Laurène Marx invests the Jean Vilar theater with two shows that embody her radical conception of theater: direct, political, and unfiltered speech in service of the unseen and socially marginalized.
If it’s writing, then never do it again to tell harmless stories. This is the approach that Laurène Marx has set for herself, honored this week at the Jean Vilar theater with two of her shows.
An artist who is non-binary trans, she creates work influenced by questions of identity, social domination, symbolic violence, and marginalization. For Laurène Marx, theater, which she approached late in life, is one of the few arts where one is “face to face with people.” “And there is one thing that is obvious to me, that when you have a voice, you have to make a mark on them for life because it’s a political platform,” she declares in the “Tracks” show on Arte.
At 39 years old, the artist also does not hide her critical view of the theater world: “What I have seen in the theater world, which I did not like, among colleagues, is this constant section of hoping that the message will emerge, and that it’s pointless to be clear, that we should not hand the work to the public. Well, sorry! The tone is set. With Laurène Marx, there is no nebulous theater, but a writing in direct connection with reality, rejecting classicism in favor of a raw and performative language where the body and speech are central.

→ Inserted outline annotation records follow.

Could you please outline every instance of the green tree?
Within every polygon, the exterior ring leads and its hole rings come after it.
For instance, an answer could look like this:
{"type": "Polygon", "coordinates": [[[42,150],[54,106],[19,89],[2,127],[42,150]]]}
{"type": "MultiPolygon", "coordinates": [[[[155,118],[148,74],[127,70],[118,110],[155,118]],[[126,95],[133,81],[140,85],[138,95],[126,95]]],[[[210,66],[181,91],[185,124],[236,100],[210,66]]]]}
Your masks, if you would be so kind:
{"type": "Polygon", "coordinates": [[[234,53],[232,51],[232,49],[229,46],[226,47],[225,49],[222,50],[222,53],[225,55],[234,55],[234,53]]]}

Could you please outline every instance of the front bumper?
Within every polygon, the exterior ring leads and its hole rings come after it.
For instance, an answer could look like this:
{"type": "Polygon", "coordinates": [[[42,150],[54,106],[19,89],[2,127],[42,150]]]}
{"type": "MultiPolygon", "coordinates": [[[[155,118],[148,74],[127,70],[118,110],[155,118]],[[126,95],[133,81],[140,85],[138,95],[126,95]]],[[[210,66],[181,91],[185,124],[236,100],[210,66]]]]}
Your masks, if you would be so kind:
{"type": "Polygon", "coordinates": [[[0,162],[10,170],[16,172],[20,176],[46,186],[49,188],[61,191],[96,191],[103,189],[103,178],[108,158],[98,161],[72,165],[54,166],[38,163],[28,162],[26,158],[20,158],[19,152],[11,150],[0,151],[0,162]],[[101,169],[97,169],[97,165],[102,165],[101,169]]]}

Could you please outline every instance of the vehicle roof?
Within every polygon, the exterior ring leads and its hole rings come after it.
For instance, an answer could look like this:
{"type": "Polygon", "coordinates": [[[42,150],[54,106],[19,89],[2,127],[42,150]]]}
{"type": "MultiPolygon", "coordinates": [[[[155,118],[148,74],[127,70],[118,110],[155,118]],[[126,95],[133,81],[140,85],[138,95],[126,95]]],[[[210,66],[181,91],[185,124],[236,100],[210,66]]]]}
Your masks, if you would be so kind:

For “Le soleil se lève aussi pour les cassos,” played on Wednesday, Laurène Marx ironically plays on the title of Hemingway’s novel to create a work of resistance against “far-right imaginaries.” Accompanied by two musicians, blending melancholy, rock, new wave, and rap, she uses her own texts and those of collaborators (Milène Tournier, Stéphanie Vovor, Kai Cheng Thom) to deliver an ode to marginality. From social assistance, lack of money – “the bummer without a penny” – drugs, to social workers: the goal is to free the voice of those who do not have it and bring it to the stage with flair.
The social radicality is also present in “Jag et Johnny,” presented on Thursday. Interpreted by Jessica Guilloud, known as Jag, this solo performance takes the form of a “sad stand-up,” in Laurène Marx’s words. “It’s the story of Jag and her dog Johnny, told by Jag to Laurène Marx.” The show explores a return to origins – that of a rural white working-class – and questions identity constructions. How do social affiliations shape trajectories and relationships? Once again, intimate speech – stories of the rural world, dysfunctional family cocoon, realities of the margin – becomes political. Two pieces that carry a certain urgency: to make the intimate a lever of protest.
“Le soleil se lève aussi pour les cassos,” Wednesday, April 15 at 8:00 p.m. (sold out, waiting list). “Jag et Johnny,” Thursday, April 16 at 8:00 p.m. Price: 5 to 20 euros. Jean Vilar theater, 155 rue de Bologne, Montpellier.